#Same, bro

This Guy is in Everything You Love

A.k.a I’m watching “Jurassic World” and need something else to do

Written while listening to: my mom yell “SHE GONE!” when the British chick gets eaten by the mosasaur. True story.

As you may have guessed, I’m watching Jurassic World.

As you also may have guessed, I have feelings about Jurassic World that are not good feelings. But there’s one thing I did love about Jurassic World.

Freakin’ this guy:

Not his character. His character was the living worst. Look at that smug bastard. Look at his smug I’m-gonna-use-dinosaurs-for-the-militury-of-Murica face.

But the dude playin’ that dude is Vincent D’Onofrio. And we need to appreciate him for a second for being in three amazing things that we didn’t even recognize him in.

I didn’t know that was his name until I looked it up. Hell, I can’t even say that name. To me, his last name looks like what a cookie-flavored donut would be called (get on that, Dunkin’.) And I didn’t even recognize him. Because that freakin’ chameleon of a man has been in basically everything awesome and you’d never know it because he’s the faceless nameless man.

He was this crazy-ass guy in Full Metal Jacket…

Then he was THIS guy in Men in Black…

…possibly better recognized as THIS guy, Edgar…

FINE, best recognized as the non-alien-cockroach version of Edgar…borrrring.

And finally — and most recently — he was also in a little Marvel show on the best TV network not on TV, Netflix, where he plays giant baby-man, Wilson Fisk on Daredevil…

His man-baby-face is actually an upgrade from the comics, though, where he looked like a squishy turtle, a marshmallow, and a fetus all had a baby…

He was also in a movie called The Cell where he had horns and giant nipple rings. Never seen it, but this picture’s pretty important…

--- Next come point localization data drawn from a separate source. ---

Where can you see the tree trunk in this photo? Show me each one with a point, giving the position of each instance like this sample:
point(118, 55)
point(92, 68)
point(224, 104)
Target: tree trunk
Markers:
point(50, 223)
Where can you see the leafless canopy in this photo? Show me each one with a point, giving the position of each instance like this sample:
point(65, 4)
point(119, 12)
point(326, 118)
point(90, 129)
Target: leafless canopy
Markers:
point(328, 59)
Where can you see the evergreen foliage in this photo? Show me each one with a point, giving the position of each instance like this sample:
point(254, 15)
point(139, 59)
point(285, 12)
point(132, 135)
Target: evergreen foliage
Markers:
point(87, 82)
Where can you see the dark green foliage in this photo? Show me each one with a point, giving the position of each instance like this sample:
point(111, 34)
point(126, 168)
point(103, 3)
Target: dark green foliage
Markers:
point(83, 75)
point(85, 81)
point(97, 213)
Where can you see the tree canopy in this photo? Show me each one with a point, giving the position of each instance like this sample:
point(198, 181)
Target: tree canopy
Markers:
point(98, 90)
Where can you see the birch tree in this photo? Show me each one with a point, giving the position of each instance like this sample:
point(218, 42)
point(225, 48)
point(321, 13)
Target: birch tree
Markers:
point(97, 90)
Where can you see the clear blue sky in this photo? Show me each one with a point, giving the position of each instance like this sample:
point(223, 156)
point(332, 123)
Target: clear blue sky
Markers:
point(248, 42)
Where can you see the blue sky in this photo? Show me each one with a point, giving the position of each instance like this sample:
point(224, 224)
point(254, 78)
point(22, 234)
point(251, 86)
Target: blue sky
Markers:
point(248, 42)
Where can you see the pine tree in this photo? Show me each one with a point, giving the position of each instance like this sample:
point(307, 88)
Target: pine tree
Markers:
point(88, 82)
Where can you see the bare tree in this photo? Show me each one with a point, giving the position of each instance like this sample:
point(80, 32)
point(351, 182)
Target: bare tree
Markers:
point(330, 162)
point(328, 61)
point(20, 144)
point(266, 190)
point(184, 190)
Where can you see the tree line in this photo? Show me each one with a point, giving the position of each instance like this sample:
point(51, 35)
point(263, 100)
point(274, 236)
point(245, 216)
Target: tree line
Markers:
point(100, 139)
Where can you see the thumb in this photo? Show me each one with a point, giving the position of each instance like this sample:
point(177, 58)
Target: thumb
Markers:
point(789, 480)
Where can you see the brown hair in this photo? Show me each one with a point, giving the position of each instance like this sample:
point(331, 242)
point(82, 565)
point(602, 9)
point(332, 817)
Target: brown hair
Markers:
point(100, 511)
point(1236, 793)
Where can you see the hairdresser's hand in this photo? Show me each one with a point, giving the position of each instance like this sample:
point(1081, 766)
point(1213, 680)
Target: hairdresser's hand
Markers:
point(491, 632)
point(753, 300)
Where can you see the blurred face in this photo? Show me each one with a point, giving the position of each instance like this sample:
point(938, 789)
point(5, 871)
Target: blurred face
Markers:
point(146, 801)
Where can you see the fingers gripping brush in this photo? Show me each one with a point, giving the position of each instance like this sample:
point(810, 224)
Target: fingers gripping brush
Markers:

He was also in a movie called Mystic Pizza, which I think is also pretty important. Not because I’ve ever seen it or even heard of it. But it’s called Mystic Pizza, which is a damn beautiful title.

So, a jerk dinosaur army dude, an alien cockroach, a nipple-ringed devil thing, and a guy who’s physically only able to say “THIS CITYYY” and gutteral noises in Daredevil…it appears Mr. D’Onofrio has been typecast as a freakin’ box of chocolates where every role he gets is freakin’ bizarre-o. And for that, Mr. D’Onofrio, for helping make some of the things we love that much more awesome, we love you. And we thank you.